My sense is that we (educational technology people) owe a few debts of gratitude.
Certainly, the hope and hype around MOOCs have focused the interest of higher ed leadership on the power of learning technologies to advance the core academic mission.
MOOCs are not, and never have been, the real story of online and blended learning.
That story is one of a growing understanding of how people learn, and the opportunities that developing a course for a blended or online format affords to incorporate new methods to achieve active learning Part of this story is the partnerships between faculty, instructional designers, librarians, and other campus professionals to collaborate on course development.
The real benefit to campus initiatives around blended and online learning have been all the teaching and learning conversations that these initiatives help catalyze.
The past 3 years have also witnessed some real improvements in the efficacy of technology-enabled education. We have seen some real improvements in learning management platforms, synchronous learning tools, mobile learning, rapid authoring, and the ability to leverage analytics to improve learning environments.

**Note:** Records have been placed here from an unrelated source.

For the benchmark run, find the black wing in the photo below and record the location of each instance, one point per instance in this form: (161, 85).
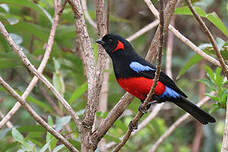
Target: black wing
(164, 79)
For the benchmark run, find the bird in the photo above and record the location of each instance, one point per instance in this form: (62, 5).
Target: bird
(136, 75)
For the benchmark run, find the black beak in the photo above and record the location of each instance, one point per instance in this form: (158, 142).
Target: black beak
(99, 41)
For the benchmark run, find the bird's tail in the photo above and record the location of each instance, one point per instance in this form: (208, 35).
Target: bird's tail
(202, 116)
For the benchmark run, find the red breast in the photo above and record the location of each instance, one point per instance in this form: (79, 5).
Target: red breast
(140, 86)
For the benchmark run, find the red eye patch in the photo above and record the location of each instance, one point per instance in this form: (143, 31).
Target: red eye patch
(119, 46)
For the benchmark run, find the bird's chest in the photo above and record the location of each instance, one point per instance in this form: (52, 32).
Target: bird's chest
(140, 86)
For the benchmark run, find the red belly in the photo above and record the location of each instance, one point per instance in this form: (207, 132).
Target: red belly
(140, 86)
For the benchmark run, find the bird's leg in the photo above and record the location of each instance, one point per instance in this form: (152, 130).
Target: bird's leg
(132, 126)
(144, 110)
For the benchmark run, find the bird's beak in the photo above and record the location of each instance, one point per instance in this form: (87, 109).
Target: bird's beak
(99, 41)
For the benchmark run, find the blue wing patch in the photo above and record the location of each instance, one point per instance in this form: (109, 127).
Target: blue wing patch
(170, 93)
(137, 67)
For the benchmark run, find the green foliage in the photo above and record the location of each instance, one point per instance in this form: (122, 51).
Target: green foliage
(212, 17)
(216, 82)
(29, 23)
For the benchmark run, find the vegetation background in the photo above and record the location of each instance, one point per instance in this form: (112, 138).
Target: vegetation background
(29, 23)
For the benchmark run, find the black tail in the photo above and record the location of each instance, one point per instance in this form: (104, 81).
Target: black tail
(195, 111)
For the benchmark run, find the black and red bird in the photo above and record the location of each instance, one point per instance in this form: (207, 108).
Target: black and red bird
(135, 75)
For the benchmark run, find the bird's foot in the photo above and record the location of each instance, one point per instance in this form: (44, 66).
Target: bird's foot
(143, 109)
(132, 126)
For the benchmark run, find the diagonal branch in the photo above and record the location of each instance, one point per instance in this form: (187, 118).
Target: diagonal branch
(143, 30)
(119, 108)
(183, 38)
(37, 117)
(210, 36)
(34, 71)
(58, 12)
(87, 16)
(135, 120)
(176, 124)
(8, 124)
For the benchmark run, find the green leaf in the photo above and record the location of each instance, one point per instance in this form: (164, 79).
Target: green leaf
(45, 147)
(208, 83)
(59, 147)
(186, 11)
(215, 98)
(209, 73)
(192, 61)
(39, 103)
(31, 128)
(224, 99)
(60, 122)
(17, 136)
(213, 18)
(78, 92)
(121, 125)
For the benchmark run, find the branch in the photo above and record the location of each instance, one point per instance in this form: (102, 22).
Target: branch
(58, 12)
(143, 30)
(119, 108)
(183, 38)
(135, 120)
(37, 117)
(169, 51)
(34, 71)
(167, 17)
(113, 115)
(211, 38)
(87, 16)
(176, 124)
(8, 124)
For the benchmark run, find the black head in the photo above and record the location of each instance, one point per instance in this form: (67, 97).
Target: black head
(115, 45)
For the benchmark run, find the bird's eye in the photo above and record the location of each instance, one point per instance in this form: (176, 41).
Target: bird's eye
(110, 40)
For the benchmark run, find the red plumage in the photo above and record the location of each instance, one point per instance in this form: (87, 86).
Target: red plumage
(140, 86)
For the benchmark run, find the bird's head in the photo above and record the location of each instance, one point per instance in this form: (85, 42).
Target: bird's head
(115, 45)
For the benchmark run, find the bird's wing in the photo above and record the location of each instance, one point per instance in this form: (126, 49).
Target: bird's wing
(148, 71)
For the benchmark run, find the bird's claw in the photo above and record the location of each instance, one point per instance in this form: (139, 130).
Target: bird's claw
(132, 126)
(143, 109)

The technologies are catching up to our understanding of how people learn.
All of this churn in educational models (online/blended learning, flipped classrooms, MOOCs) and technology improvements have taken place within the context of a growing awareness for the need to address issues around costs and access.
Leaders within and outside academia (including in the government and foundations) are calling for productivity boosting innovations in higher ed. Technology has contributed to the lowering of costs and the raising of quality of every other information industry - higher education can not be the exception.

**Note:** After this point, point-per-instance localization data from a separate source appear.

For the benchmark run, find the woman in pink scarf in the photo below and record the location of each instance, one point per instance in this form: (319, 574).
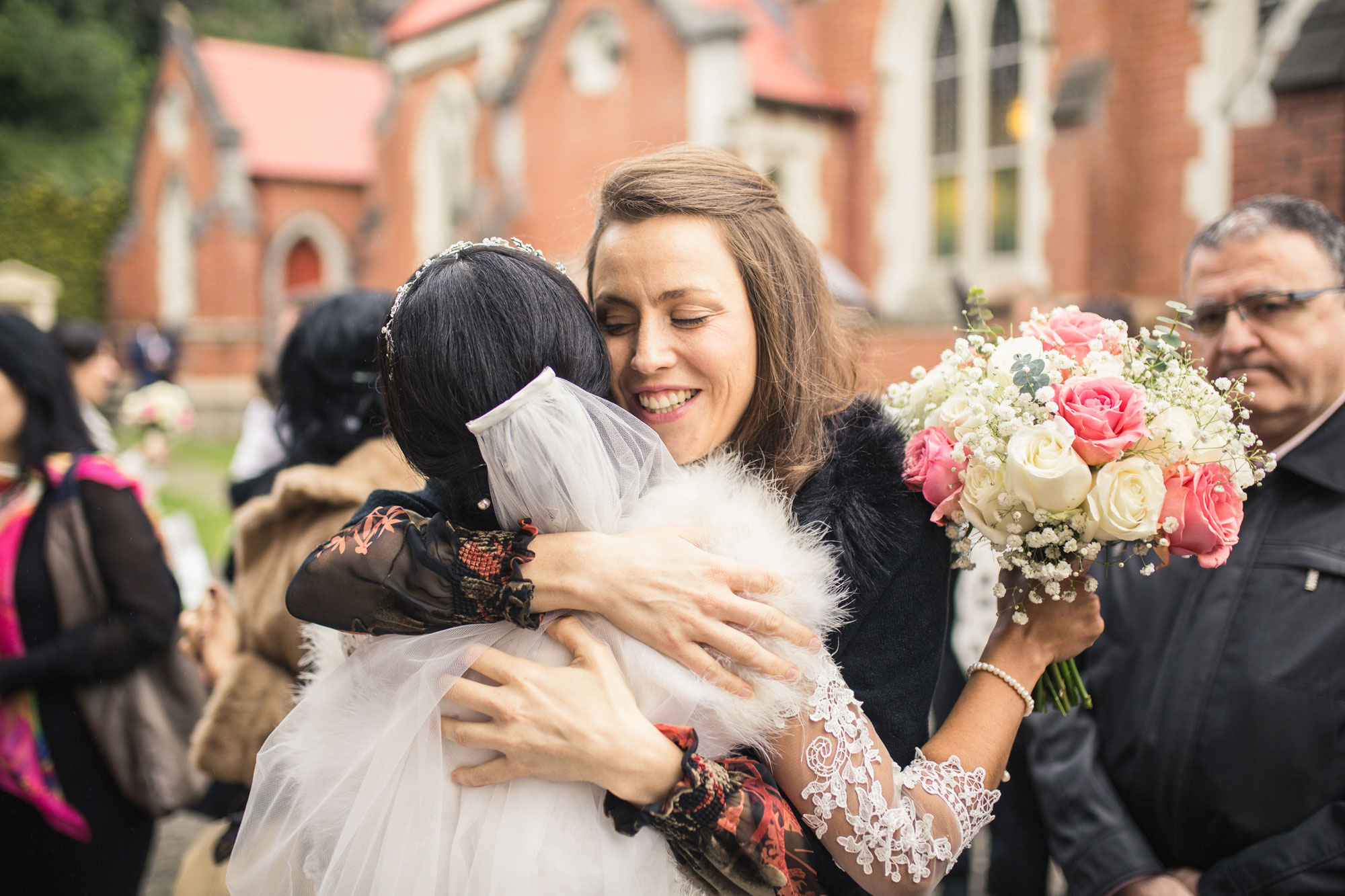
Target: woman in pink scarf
(67, 825)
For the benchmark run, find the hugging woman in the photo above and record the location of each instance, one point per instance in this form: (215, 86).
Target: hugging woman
(720, 334)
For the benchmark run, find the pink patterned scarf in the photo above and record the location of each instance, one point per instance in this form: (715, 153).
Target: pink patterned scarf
(26, 768)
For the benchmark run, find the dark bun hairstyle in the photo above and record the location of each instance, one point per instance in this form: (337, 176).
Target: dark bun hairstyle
(329, 372)
(473, 329)
(32, 361)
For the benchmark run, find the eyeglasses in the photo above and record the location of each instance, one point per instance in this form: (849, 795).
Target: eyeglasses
(1276, 310)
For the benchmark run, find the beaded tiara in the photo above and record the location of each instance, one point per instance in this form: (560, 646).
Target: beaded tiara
(501, 243)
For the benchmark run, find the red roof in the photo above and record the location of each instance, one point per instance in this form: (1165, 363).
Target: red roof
(779, 71)
(419, 17)
(303, 116)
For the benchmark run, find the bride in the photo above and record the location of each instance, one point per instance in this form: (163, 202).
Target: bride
(354, 794)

Embedded within any new opportunities that educational technology folks have to influence and contribute to the future of higher education comes some important responsibilities.
Our educational and learning tech community needs to keep a firm and persistent focus on larger issues around quality, cost, and access.
We need to understand this moment for what it is, a rare and maybe once-in-a-career set of opportunities to participate in changing the postsecondary status quo.
Learning technology folks know lots of things about the intersection of pedagogy and technology - but do we know enough about the larger structural issues and challenges facing every institution of higher learning?
Seizing this opportunity will, I think, require us learning technology types to learn some things outside of our comfort zone. We will need to learn about postsecondary economics and finance. We will need to learn as much as we can about how the governance process works on our campuses. How decisions are made and how resources are allocated.
We are good at collaborating with faculty on course design. Can we build on these relationships to better understand the larger goals and constraints that faculty face, and find ways to advocate for their objectives?
We have a long history of working with librarians on courses and learning platforms. Do we have a deep understanding of the range of roles that our academic libraries and librarians play at our institutions, and how we can partner with these colleagues to help enhance their contributions?
How are you thinking about the evolving roles and new opportunities in learning technology?
What skills, abilities, and networks should educational technology folks be pursuing in order to take advantage of this (perhaps fleeting) moment in higher education?